I therefore find that Odom’s claims about the Citigold checking accounts fail as a matter of law, because he could not have reasonably believed that such activity was illegal. I find, however, that numerous factual issues remain in dispute in Odom’s claims about the Citi preferred securities. Odom has produced sufficient evidence, taken in the light most favorable to him, that could convince a jury both that he has made out a prima facie case for whistleblower retaliation and that Citigroup’s stated reasons for firing him were pretextual.

The relief requested in Defendant’s Motion for Summary Judgment (Doc. 130) is GRANTED IN PART, DENIED IN PART. The motion is granted for the claims about the Citigold checking accounts; those claims are DISMISSED WITH PREJUDICE. The motion is denied as to the claims about the Citi preferred securities; those claims must proceed to trial.

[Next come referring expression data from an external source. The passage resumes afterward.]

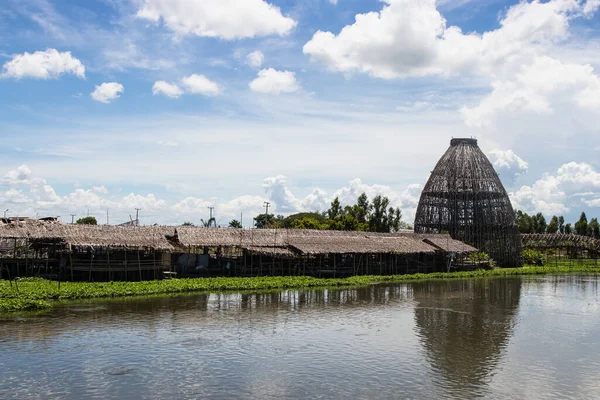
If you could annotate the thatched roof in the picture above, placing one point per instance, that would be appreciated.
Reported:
(270, 251)
(446, 243)
(305, 241)
(87, 235)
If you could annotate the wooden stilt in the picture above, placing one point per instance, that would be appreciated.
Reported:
(139, 265)
(91, 264)
(71, 261)
(108, 264)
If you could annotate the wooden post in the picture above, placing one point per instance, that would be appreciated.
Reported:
(108, 262)
(91, 263)
(139, 265)
(154, 262)
(15, 257)
(27, 257)
(334, 264)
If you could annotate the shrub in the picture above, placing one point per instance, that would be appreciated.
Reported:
(533, 257)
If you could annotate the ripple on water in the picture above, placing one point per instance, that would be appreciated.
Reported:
(515, 338)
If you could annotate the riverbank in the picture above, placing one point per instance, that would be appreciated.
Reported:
(31, 294)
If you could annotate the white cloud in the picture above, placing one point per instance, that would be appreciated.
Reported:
(49, 64)
(107, 92)
(225, 19)
(42, 198)
(199, 84)
(591, 6)
(317, 201)
(168, 143)
(411, 38)
(507, 163)
(255, 59)
(415, 107)
(167, 89)
(278, 192)
(275, 82)
(21, 176)
(572, 186)
(541, 88)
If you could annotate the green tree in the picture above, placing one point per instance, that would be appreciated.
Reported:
(308, 223)
(235, 224)
(581, 225)
(384, 218)
(594, 228)
(264, 221)
(540, 223)
(87, 221)
(335, 210)
(289, 221)
(362, 209)
(553, 225)
(211, 223)
(524, 222)
(568, 229)
(561, 224)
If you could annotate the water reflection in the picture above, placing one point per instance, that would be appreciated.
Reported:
(464, 327)
(497, 338)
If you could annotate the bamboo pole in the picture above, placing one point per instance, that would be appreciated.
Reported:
(27, 257)
(154, 263)
(71, 261)
(139, 265)
(91, 263)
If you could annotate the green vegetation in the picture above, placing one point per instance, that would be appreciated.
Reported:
(537, 224)
(533, 257)
(481, 257)
(35, 294)
(375, 216)
(235, 224)
(87, 221)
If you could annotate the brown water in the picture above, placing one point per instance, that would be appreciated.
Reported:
(496, 338)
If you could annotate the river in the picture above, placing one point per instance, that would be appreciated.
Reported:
(530, 337)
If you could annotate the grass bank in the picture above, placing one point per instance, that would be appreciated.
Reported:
(34, 294)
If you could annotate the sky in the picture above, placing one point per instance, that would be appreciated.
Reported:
(174, 106)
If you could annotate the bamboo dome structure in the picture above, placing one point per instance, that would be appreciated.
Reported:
(465, 198)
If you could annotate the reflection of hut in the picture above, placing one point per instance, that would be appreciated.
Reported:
(464, 327)
(465, 198)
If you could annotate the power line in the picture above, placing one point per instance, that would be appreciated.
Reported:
(137, 216)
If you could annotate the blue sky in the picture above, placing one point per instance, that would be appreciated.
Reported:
(174, 106)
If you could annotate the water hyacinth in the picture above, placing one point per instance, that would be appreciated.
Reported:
(36, 293)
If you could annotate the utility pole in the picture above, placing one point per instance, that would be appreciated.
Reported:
(137, 216)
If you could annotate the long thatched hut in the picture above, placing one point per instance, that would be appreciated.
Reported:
(134, 252)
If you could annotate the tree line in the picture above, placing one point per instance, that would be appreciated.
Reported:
(537, 224)
(370, 216)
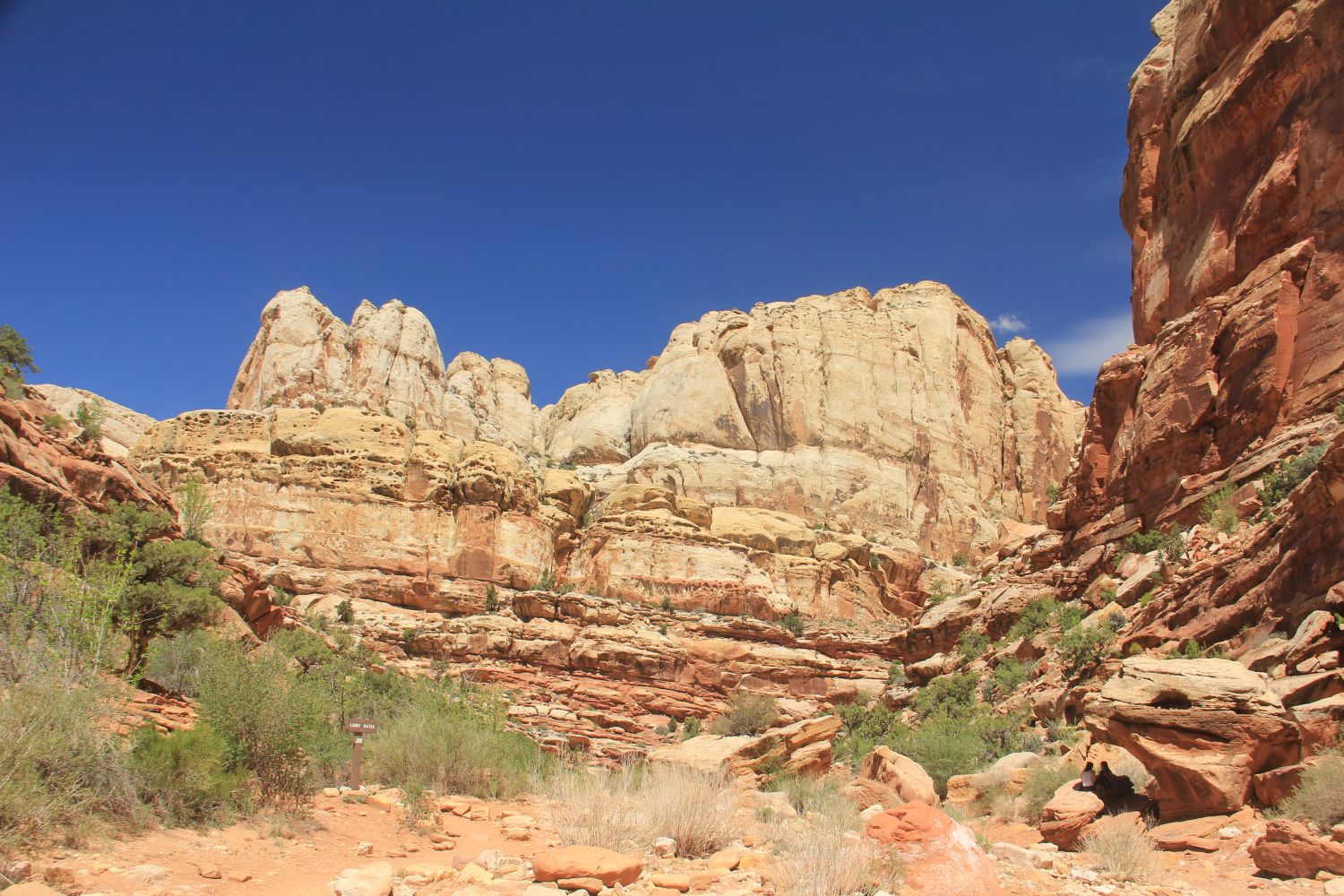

. In his Amended Complaint (Doc. 122), Odom also alleged that he engaged in protected activity by opposing Citi’s policy of prohibiting advisors from advising clients regarding financial impact of the joint venture. However, Odom has not pressed this line in his Memorandum in Opposition to Defendant's Motion for Summary Judgment (Doc. 140), and so it appears abandoned.

. See also United States ex rel. Vargas v. Lackmann Food Svc., Inc., 510 F.Supp.2d 957, 968 (M.D.Fla.2007); Smith v. Psychiatric Solutions, Inc., 3:08CV3/MCR/EMT, 2009 WL 903624, at *7 (N.D.Fla. Mar. 31, 2009); Paulet v. Farlie, Turner & Co., LLC, No. 10-21021-CIV, 2010 WL 2232662, at *2 (S.D.Fla. June 2, 2010); Gibson v. Walgreen Co., 6:07-CV-1053-ORL-28KRS, 2010 WL 366130, at *10 n. 13 (M.D.Fla. Jan. 19, 2010); Colon v. Total Renal Care, Inc., No. 8:07-cv-151-T-26MAP, 2007 WL 4145940, at *2 (M.D.Fla. Nov. 19, 2007); Branche v. Airtran Airways, Inc., No. 8:01cv1747-T-30MSS, 2005 WL 1051097, at *2 (M.D.Fla. May 2, 2005); Hogan v. Country Club of Brevard, Inc., No. 604CV272ORL31JGG, 2005 WL 1572985, at *7 (M.D.Fla. July 1, 2005); Barlow v. Conagra Foods, Inc., No. 804CV2286T17TGW, 2005 WL 3133474, at *4 (M.D.Fla. Nov. 23, 2005).

. The 86-word disclosure statement states that "On February 6, 2009, Fitch downgraded the rating on Citigroup’s Preferred Securities from BBB to BB. Moody’s currently rates Citigroup’s Preferred stock structures Baa3 with a negative watch and Trust structures A3 with a negative watch. S & P rates Citigroup’s Preferred Securities BB. The recent ratings actions taken by Fitch lowered the composite rating on Citigroup's Preferred Securities to below investment grade. Citigroup is an affiliate of Citigroup Global Markets Inc. (CGMI). CGMI is rated A2 negative watch by Moody’s and A stable outlook by S & P.” (Doc. 131-21).